My summer fellowship with the Oregon DEQ began with a very general goal of reducing the environmental impacts of copper-based antifouling paint in Oregon. It was abundantly clear that excessive copper concentrations can be harmful, and even fatal to aquatic organisms, as I learned from the many research articles I read on the subject. Also clear was the connection between copper boat paint and elevated levels of copper. But what would be the most effective way to address this issue? What could I do over my 10-week internship that could have a tangible benefit for the DEQ, and for the health of my state?
There were a number of potential options: one way would be to develop surveys designed to understand boat owner’s attitudes towards copper paint and how widespread its use was among recreational boaters. Another possibility would be an outreach effort to marinas and boatyards, providing them with information about the harmful effects of copper in the environment, and suggesting alternative antifouling methods. I finally settled on a plan to put together a water testing program that could help to fill major gaps in knowledge about the actual concentrations of copper in Oregon’s waterways. Collecting empirical data on copper concentrations at sites of high copper paint use, such as marinas or yacht clubs, would be critical in establishing a clear and unambiguous link between the use of these paints and harmful levels of copper in the water.
Once I settled on the plan for a copper testing program, a whole host of other questions cropped up: How many sites should be tested to get a useful picture of copper concentrations around the state? How many tests should be performed at each site to ensure the results were statistically significant? Should we test for copper in the water column, or the sediment? How could we convince the owners of marine facilities to let us perform the tests? Most importantly, how would all this testing be paid for?
At this point, I was a few weeks into my fellowship, and I felt like the deeper I got into the subject the more questions I had. The answers to these questions came slowly, through many days of reading articles, reading the copper paint regulations from Washington and California, talking with people on Zoom or the phone, writing emails, making new connections and talking with more people, learning new facts that upset assumptions I didn’t even realize I had been making, and reformulating my plan again and again. The result felt like weeks of hard work with nothing really to show for it.
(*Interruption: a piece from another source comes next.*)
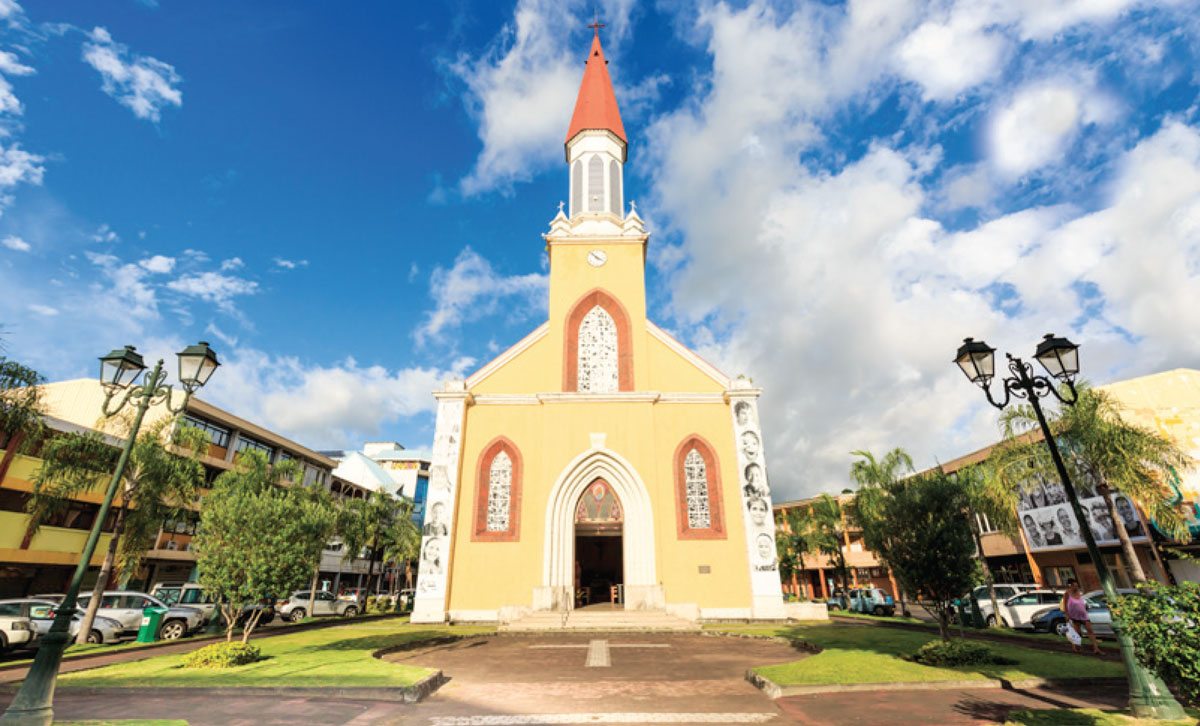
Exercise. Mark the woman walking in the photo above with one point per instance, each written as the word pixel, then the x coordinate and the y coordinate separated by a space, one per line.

Except that’s not quite true. Even though not a single water sample has been taken and sent to the lab, something useful has still happened: I’ve gradually developed an understanding of a complex and nuanced subject. A subject with a wide array of interlinking, often competing or contradictory, social, economic, chemical, biological, and environmental components. As one of the people I talked to last week said, after all these weeks I’m still in the “development stage,” of my project, and that’s okay.
If there’s one takeaway I have from this summer, it’s that most of the time there’s no quick fix for “solving” environmental problems. Making a positive change is more often a long-term effort. The first step in that effort is always to get the best understanding of the problem as a whole, and I’m thankful for the opportunity I’ve had this summer to experience that for myself.